The competition between the parasympathetic and sympathetic nervous systems to direct energy either to storage or to skeletal muscle is also played out in the circulatory system. During times of relaxation, the visceral systems are most active in maintaining the state of the body and in processing new energy stores. The parasympathetic dominates. The blood flow to the visceral organs is relatively abundant. Sympathetic arousal changes the priority of distributing energy in favor of skeletal muscle. Blood vessels to the viscera are constricted and an increased proportion of blood flows to the body wall and limbs.

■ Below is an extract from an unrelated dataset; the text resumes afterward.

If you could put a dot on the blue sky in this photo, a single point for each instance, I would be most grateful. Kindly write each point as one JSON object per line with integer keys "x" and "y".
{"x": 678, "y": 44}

Sympathetic arousal is a body-wide response and cannot identify the specific muscles that are being used. It is therefore desirable that individual tissues have the ability to signal their own needs for increased blood flow. The messenger of this signal is the molecule nitric oxide (NO). NO is synthesized by body tissues in need of oxygen and diffuses across cell membranes. It causes the smooth muscle of the arteriole walls and precapillary sphincters to relax and the vessels to dilate. As oxygen supply increases or need drops, the rate of synthesis of NO should decrease. This interplay of oxygen and NO represents a negative feedback system that can be specific to individual capillary beds and small areas of tissue.